Wednesday, March 25, 2015

Cutting the cord and other tragedies

Dudes, it's been a rough couple of weeks. Moving, car accident, an absent husband (out of town on a work trip) AND a grownup conversation with my dad about life's all just really kind of making me a crazy person with 100 empty bottles of wine in our recycling.

But perhaps the biggest travesty through which I have suffered is the fact that we did it. We cut the cord. We don't have cable anymore.

I'm onboard with it. I really am. I find it absolute highway robbery that we paid $100 a month for TV. I can't stand that. We are a content-consuming population who places value on our entertainment that we would be willing to pay for it if we weren't forced to also buy 600 things we didn't want. We are being controlled by cable companies looking to make money, and it's super dumb. Especially because I spend most of my viewing time watching rerun episodes of Law and Order: SVU, Friends and Chopped. Anyway, for our purposes, cable was ridiculously expensive.

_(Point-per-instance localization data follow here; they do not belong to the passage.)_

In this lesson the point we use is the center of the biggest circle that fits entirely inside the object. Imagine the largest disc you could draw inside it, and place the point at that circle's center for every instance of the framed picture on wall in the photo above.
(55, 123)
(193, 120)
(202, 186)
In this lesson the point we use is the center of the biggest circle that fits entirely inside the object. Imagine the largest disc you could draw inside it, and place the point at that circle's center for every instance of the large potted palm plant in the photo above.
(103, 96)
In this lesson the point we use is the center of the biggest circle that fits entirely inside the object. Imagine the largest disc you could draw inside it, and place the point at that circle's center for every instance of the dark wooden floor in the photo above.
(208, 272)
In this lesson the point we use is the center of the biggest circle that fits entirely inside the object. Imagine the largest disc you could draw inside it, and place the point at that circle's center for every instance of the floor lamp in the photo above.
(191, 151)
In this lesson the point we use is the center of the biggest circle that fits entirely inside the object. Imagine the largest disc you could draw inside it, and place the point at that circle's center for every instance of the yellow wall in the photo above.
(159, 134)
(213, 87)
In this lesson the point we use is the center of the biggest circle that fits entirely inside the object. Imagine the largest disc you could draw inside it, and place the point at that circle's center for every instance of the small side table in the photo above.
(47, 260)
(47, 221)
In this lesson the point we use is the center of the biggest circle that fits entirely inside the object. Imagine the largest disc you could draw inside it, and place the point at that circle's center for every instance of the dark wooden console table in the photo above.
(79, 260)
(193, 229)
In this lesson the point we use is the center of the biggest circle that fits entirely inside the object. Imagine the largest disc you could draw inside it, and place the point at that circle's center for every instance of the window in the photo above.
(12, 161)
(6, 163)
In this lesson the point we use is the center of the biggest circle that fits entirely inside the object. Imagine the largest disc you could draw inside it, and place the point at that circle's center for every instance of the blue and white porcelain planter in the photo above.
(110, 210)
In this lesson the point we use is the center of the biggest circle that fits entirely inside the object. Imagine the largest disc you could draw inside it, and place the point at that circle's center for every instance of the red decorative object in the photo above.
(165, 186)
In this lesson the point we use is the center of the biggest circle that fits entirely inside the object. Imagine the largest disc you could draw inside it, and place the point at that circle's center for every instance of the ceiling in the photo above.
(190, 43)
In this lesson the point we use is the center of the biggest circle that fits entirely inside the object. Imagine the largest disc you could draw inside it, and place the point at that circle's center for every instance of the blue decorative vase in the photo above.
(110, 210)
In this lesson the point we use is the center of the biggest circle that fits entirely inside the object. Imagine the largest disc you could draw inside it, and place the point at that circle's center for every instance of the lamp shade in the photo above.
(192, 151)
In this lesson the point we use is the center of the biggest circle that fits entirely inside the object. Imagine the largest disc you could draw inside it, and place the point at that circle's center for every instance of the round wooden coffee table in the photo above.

I feel like I was bred to be ready for this. I never had cable growing up. My parents told us that we couldn't have cable because we lived on a creek, and they couldn't dig underneath the creek to get the appropriate connections. It made sense.

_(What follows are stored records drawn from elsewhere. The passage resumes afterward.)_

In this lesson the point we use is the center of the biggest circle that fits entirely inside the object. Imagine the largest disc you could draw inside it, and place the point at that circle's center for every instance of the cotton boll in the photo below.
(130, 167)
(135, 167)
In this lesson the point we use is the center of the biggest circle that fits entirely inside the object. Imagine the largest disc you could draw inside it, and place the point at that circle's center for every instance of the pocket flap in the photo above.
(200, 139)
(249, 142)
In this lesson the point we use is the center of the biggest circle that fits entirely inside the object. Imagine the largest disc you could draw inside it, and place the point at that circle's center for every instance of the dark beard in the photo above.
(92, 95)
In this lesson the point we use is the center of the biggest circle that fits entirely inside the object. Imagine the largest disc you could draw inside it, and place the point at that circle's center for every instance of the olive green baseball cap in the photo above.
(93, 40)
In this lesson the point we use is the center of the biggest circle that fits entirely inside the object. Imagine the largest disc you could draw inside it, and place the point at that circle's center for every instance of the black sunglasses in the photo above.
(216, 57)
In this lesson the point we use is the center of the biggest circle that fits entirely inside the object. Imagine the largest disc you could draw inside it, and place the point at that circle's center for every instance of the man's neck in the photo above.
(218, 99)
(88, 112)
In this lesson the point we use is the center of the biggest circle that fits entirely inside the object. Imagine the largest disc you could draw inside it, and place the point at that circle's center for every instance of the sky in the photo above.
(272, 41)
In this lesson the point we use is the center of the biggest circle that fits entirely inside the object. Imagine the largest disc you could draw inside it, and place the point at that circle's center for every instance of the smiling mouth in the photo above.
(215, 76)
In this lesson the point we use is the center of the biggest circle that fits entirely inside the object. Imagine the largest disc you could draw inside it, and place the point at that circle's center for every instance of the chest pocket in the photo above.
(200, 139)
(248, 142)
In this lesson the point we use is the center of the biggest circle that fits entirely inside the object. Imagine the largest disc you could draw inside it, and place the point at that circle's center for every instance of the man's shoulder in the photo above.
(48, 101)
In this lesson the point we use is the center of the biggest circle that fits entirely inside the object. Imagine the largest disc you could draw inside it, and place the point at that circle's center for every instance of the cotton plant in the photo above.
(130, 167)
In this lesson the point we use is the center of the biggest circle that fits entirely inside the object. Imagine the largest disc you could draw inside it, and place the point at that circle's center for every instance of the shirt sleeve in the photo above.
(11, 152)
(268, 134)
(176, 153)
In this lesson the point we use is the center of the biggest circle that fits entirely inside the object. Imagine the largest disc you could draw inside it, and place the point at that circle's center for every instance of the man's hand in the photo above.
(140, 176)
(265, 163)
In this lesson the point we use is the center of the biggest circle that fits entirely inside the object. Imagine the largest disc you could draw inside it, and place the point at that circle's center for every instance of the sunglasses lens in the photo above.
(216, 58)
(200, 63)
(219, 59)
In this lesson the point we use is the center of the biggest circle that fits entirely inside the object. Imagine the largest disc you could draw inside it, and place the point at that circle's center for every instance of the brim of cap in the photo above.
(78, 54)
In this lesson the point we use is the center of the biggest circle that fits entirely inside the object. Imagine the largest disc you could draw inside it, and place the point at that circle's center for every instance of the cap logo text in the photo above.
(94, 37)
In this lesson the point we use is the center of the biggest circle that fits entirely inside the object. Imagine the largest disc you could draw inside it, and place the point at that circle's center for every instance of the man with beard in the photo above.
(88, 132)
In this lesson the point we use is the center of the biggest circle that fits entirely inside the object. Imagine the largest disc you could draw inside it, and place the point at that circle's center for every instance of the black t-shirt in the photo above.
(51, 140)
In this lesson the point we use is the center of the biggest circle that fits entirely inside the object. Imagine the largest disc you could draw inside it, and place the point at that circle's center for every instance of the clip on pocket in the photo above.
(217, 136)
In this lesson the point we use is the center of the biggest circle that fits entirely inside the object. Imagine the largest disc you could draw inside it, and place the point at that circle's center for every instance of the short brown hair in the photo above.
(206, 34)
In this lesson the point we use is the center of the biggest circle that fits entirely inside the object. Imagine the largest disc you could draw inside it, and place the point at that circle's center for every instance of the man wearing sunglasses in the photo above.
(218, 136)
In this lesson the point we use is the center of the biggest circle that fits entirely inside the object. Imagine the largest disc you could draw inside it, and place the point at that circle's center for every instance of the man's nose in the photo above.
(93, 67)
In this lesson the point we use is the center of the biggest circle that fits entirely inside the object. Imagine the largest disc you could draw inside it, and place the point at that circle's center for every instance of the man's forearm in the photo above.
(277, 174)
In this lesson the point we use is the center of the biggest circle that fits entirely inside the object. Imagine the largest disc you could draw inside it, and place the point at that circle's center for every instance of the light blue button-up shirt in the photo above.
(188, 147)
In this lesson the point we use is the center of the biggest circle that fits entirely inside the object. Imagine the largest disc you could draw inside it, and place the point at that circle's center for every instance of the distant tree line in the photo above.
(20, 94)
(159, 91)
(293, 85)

But it was all a lie. My neighbors, the Fosters, got cable like the DAY they moved in and I was painfully jealous that they knew what was going on on Hey Dude and I didn't. But the point is, I never really NEEDED cable. I got along just fine without it. I learned all the swear words I needed to learn in high school. Plus, I was too busy being a neurotic teen to even care about what was on TV.

Unfortunately, now it's different. I really kind of depend on cable more than I expected. I have TV on a LOT and playing recordings of shows is just not the same. Also? I just like to have noise happening. Especially when I'm bouncing around unpacking. But when I have to stop every 40 or 120 minutes or whatever to click "Yes, I'm still watching," I feel both annoyed and judged.

Plus, I don't ALWAYS want to have to choose what I watch and just really commit to that. It makes me nervous. There's some theory that Geo has tried to teach me about having too many options: the paradox of choice. It basically says that having too many options is not a benefit to anyone. It creates anxiety and the fear of missing out on something. Both of these things are just the worst in my eyes.

So yes, I'm infinitely glad I can watch Archer and Friends and, like, only 4 seasons of SVU at a moment's notice. But I miss the spontaneity and immediacy of regular TV. Also, I miss things like Rehab Addict and Impractical Jokers and the Daily Show that I just can't get on Netflix.

I don't know what other people do. I'm sure you guys, who are way smarter than me, have found some sort of sweet spot where you aren't selling your blood for cable but you also aren't living in a time 15 months ago. Care to share your secrets with me???